Protein Array Technology Potential Use in Medical Diagnostics

The human genome is sequenced, but only a minority of genes have been assigned a function. Whole-genome expression profiling is an important tool for functional genomic studies. Automated technology allows high-throughput gene activity monitoring by analysis of complex expression patterns, resulting in fingerprints of diseased versus normal or developmentally distinct tissues. Differential gene expression can be most efficiently monitored by DNA hybridization on arrays of oligonucleotides or cDNA clones. Starting from high-density filter membranes, cDNA microarrays have recently been devised in chip format. We have shown that the same cDNA libraries can be used for high-throughput protein expression and antibody screening on high-density filters and microarrays. These libraries connect recombinant proteins to clones identified by DNA hybridization or sequencing, hence creating a direct link between gene catalogues and functional catalogues. Microarrays can now be used to go from an individual clone to a specific gene and its protein product. Clone libraries become amenable to database integration including all steps from DNA sequencing to functional assays of gene products.

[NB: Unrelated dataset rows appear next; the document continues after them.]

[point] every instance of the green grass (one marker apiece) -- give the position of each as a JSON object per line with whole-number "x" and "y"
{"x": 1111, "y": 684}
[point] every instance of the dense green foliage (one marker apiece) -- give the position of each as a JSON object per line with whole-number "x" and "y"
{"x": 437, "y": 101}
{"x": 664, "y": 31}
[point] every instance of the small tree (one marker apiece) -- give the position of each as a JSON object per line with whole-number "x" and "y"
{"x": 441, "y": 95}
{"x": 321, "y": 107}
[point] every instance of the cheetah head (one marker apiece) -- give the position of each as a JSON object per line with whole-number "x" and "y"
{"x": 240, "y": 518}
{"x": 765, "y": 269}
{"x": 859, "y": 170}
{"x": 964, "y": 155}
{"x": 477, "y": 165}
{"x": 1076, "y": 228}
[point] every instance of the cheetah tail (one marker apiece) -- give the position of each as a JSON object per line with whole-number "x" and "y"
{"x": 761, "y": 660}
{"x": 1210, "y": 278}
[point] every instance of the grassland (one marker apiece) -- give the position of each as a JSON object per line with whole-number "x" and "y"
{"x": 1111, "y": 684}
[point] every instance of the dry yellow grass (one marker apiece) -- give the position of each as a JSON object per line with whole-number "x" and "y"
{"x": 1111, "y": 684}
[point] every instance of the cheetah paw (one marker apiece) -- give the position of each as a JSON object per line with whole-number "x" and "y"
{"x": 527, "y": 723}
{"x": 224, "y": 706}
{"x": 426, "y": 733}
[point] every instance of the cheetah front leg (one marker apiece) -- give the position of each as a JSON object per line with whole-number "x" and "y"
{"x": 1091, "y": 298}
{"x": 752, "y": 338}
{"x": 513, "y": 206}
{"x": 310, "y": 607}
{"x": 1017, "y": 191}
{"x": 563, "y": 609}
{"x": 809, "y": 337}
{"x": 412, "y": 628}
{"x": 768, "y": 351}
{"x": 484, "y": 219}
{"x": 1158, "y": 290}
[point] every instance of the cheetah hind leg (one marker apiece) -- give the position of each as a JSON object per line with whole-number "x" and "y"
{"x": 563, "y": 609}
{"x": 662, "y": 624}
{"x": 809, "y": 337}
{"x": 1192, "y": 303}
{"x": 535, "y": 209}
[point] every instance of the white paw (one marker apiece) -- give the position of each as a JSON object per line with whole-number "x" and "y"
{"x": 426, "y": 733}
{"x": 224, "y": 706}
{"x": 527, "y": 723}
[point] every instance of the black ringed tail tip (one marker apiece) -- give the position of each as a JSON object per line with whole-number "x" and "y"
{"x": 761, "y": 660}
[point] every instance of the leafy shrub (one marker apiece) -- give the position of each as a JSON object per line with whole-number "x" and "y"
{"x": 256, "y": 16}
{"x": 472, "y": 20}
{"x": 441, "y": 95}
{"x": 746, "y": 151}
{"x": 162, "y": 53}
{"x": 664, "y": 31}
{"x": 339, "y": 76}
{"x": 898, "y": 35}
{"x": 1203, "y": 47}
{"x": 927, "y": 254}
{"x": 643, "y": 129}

Serum‐autoantibodies for discovery of prostate cancer specific biomarkers

The currently used prostate cancer serum marker has a low cancer specificity and improved diagnostics are needed. Here we evaluated whether autoantibodies are present in sera of prostate cancer patients and whether they are useful diagnostic markers for prostate cancer.

Off-target activity of TNF-α inhibitors characterized by protein biochips

Tumor necrosis factor-alpha inhibitors are widely and successfully used to treat rheumatic diseases. However, significant side effects have been reported. To detect the potential off-target activities of such inhibitors we characterized two therapeutic antibodies (adalimumab, infliximab) and one receptor fusion protein (etanercept) on protein biochips (UNIchip® AV-400) containing a printed serial dilution of tumor necrosis factor-alpha and about 384 different human proteins. Etanercept binds to ten proteins (affinity: 20–33% of tumor necrosis factor-alpha recognition), and six of these proteins are related to ribosomal proteins. Interestingly, adalimumab binds to the same six proteins related to ribosomal proteins (affinity: 12–18%) as well as to four proteins crucially involved in ribosomal protein synthesis. Alignment of protein sequences indicates no significant sequence homology between these ten proteins bound by the biological drugs with the highest off-target activities. Taken together, our in vitro results demonstrate that a significant number of proteins are recognized by tumor necrosis factor-alpha inhibitors and are related to ribosome biogenesis.